European cloud data will be stored in the two European datacenters (in Dublin and The Netherlands, as far as I remember). MS claims that, regardless of where the data are stored, being a US company it falls under the patrioct act (and it would be the same for subsidiaries).

Does the patriot act really apply to non-US subsidiaries of Microsoft? This would seem really unfair to me. A subsidiary is a serpent legal entity that may be incoroporated under the law of a different country. What right does the US have to force the board of directors of a non-US company to hand over data to a different sovereign state?

Assuming that Microsoft USA is the sole shareholder of Microsoft Ireland, then I guess Microsoft USA does have shareholder "reserve powers" to get data out, however this seems really far fetched and does it actually say in the patriot act that Microsoft has to exercise such reserve power on foreign subsidiaries??

Soldiers33 said,

+1 they think they own everything and everyone

This hasn't anything to do with what we want. It has to do with what actions need to be taken by Microsoft so that both sides (U.S. and E.U.) can agree as to how this Cloud crap should work as fair as security goes for both U.S. and E.U..

Pam14160 said,

This hasn't anything to do with what we want. It has to do with what actions need to be taken by Microsoft so that both sides (U.S. and E.U.) can agree as to how this Cloud crap should work as fair as security goes for both U.S. and E.U..

No, it's got nothing to do with Microsoft in specific, every Cloud hosting company is affected. The only thing MS did was bring the issue to light. As stated above, if data was requested by the Patriot Act it would have to be kept a secret.

Xerax said,
America needs to back-off.
Why? it's the EU who needs to back off! MS's cloud is based in America and thereby governed by US law and if the EU doesn't like it, build their own cloud service! The EU really needs to find something better to do then attack MS at every turn. That is my 2 cents, take with a grain of salt.

Xerxes said,
Why? it's the EU who needs to back off! MS's cloud is based in America and thereby governed by US law and if the EU doesn't like it, build their own cloud service! The EU really needs to find something better to do then attack MS at every turn. That is my 2 cents, take with a grain of salt.

I completely agree. The EU likes to try and stick MS with every chance they get.

Xerxes said,
Why? it's the EU who needs to back off! MS's cloud is based in America and thereby governed by US law and if the EU doesn't like it, build their own cloud service! The EU really needs to find something better to do then attack MS at every turn. That is my 2 cents, take with a grain of salt.
The fact they are based in the US doesn't hold water. If they cater to consumers within Europe then they have to comply with EU law.
As for attacking Microsoft, what they said could apply to any company complying with the misguided "patriots act" law.

Xerxes said,
Why? it's the EU who needs to back off! MS's cloud is based in America and thereby governed by US law and if the EU doesn't like it, build their own cloud service! The EU really needs to find something better to do then attack MS at every turn. That is my 2 cents, take with a grain of salt.

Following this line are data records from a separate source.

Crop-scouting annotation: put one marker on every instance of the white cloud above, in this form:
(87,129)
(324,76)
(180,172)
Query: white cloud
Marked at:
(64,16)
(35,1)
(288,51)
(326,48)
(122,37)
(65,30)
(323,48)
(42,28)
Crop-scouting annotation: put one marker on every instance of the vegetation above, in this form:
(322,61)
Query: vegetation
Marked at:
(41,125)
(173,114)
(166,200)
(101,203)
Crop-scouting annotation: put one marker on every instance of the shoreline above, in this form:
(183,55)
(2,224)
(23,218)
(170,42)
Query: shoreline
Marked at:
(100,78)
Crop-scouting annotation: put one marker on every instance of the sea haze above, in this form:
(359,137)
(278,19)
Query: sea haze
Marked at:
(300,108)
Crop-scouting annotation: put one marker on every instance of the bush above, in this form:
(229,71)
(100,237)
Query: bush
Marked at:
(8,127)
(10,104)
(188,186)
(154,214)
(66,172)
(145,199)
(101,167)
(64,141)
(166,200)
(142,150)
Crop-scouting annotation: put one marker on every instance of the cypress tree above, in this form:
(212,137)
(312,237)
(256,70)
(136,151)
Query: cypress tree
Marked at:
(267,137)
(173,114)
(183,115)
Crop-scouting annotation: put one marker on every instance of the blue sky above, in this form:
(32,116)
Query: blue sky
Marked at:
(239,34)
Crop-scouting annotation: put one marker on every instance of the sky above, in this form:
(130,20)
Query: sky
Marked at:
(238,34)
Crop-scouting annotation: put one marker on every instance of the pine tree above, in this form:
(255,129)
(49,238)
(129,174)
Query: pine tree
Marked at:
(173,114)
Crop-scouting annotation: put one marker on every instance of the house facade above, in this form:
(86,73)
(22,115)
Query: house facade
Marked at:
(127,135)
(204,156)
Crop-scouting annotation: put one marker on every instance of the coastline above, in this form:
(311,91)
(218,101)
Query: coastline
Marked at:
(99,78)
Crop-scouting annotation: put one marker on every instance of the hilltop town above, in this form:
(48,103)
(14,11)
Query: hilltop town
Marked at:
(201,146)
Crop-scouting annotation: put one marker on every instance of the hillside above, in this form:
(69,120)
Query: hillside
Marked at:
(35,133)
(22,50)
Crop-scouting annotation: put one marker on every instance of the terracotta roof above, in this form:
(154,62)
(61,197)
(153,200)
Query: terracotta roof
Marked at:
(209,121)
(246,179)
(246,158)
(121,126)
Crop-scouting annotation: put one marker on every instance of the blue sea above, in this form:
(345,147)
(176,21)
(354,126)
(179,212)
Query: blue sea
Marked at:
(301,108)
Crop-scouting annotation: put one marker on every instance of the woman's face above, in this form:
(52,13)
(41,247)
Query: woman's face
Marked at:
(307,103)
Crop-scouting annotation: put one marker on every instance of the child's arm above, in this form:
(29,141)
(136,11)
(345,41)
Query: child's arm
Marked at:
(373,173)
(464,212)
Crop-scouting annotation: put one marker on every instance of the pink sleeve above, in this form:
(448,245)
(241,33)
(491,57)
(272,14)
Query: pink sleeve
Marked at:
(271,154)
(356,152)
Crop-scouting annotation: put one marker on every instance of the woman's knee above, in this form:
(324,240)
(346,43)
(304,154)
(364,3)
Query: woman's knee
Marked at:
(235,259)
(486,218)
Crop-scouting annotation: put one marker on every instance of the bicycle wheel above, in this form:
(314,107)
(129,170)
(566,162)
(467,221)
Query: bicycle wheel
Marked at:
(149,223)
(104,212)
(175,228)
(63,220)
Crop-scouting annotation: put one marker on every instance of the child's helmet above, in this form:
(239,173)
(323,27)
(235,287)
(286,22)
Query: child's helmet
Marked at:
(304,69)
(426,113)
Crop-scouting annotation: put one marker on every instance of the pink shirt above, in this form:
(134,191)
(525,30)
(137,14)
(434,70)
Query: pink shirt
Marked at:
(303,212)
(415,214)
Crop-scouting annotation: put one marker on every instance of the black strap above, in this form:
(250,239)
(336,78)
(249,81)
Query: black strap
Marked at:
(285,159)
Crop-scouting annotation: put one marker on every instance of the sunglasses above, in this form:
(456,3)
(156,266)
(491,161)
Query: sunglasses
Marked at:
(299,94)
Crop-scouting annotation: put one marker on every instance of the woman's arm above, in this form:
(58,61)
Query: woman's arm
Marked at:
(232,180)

The EU isn't attacking MS, they're concerned about the issues that MS have raised and quite rightly so. As others have pointed out this effects any company that offers a cloud service with servers based in the US and the question about jurisdiction and data ownership need to be cleared up.

As Wikileaks recently found, it may not be such a good idea to host data on US-based servers if you're concerned about privacy and data protection.

EDIT: reading on I see that it's more complicated than just where the servers are based but applies to where the hosting company is based. That's even more problematic.